Following several years of stunted performance and investor confidence, private equity firms are adjusting to a “new normal” in their relationship with limited partners who are increasingly exercising the power of their purse to forge more favorable terms. In its 2011 Global Private Equity Report, Bain & Company revealed several new trends in how private equity general partners and limited partners are beginning to redefine their relationship, with the GPs taking their cues from the LPs.
As recently as 2009, private equity GPs generally called the shots. But, as LP disenchantment grew over fund performance and the overall lack of transparency in fund expenses and returns, the GPs have gradually come to recognize that their fortunes are inextricably linked to LP commitments which, until recently, had been declining.
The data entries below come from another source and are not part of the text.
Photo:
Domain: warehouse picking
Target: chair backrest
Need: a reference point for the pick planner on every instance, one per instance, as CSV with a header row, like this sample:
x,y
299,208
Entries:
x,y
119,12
Thus far, LP demands for more favorable terms have not had a widespread effect on negotiation results, but, where any shift in LP influence was once non-existence, the slight inroads to date are very telling.
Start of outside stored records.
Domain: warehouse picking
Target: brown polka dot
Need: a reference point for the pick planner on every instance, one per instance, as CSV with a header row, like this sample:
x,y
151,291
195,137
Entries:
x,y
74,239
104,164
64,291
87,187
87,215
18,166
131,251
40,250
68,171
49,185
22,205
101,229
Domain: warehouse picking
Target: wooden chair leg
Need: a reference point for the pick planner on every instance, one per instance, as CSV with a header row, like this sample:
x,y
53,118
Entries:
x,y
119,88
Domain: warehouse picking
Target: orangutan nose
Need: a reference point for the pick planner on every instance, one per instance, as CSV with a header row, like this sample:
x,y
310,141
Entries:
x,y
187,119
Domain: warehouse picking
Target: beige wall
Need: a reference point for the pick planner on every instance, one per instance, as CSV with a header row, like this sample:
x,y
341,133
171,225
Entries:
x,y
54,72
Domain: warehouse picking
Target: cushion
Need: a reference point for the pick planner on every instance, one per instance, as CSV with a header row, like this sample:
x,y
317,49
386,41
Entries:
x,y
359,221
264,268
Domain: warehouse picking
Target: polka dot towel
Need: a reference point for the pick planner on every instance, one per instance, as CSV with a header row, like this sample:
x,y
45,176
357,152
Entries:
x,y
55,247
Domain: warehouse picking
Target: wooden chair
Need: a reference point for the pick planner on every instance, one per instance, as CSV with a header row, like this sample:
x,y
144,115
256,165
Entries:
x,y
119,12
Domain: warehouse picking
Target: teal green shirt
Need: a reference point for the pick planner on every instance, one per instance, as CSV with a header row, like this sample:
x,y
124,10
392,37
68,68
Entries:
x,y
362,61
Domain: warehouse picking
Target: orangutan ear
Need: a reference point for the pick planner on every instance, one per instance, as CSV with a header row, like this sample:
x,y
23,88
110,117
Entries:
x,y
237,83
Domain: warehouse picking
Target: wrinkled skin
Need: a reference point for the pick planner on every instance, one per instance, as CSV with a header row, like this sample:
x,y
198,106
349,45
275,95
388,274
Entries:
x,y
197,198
Chief among the changes sought by LPs are financial terms including reductions in management fees and a restructuring of other deal-related fees to include rebates or more ties to performance. There is also a push to restructure carried interest, although that may prove to be a larger hurdle.
The biggest challenge for LPs in gaining greater acceptance by the GPs is their fragmentation which has, thus far, impeded their ability to collectivize their principle demands. GPs are, therefore, more compelled to only respond to the larger, more influential LPs, such as the pension funds. This presents a greater challenge to smaller LPs that struggle to gain access to the better performing funds where demand continues to keep GPs in the driver’s seat.
Separately, LPs are growing louder in their insistence that their private equity partners put more of their money where their mouths are. As the overall performance of private equity funds over the last few years raises the issue of the GP’s performance incentive, the typical 1% GP commitment suddenly looks to miniscule to LPs. Many LPs are linking commitment levels to GP commitments to ensure a greater incentive to perform.
Private equity GPs now find themselves in a position in which any hesitancy to accept these conditions is likely to reflect on their own confidence in their management capability. A greater stake in their own funds creates the opportunity to reap larger rewards as well as steeper losses. GPs unwilling to assume a greater stake in their own fund will be telegraphing their lack of confidence in their investment.
While the “new normal” in the private equity sphere hasn’t quite turned the balance of power between GPs and LPs on its ear, it has created enough incentives for the two sides to revisit their relationship to find a new equilibrium. Negotiating terms more reflective of current market conditions and asking for more skin in the game would seem to be a reasonable course at a time when both sides need a boost of confidence.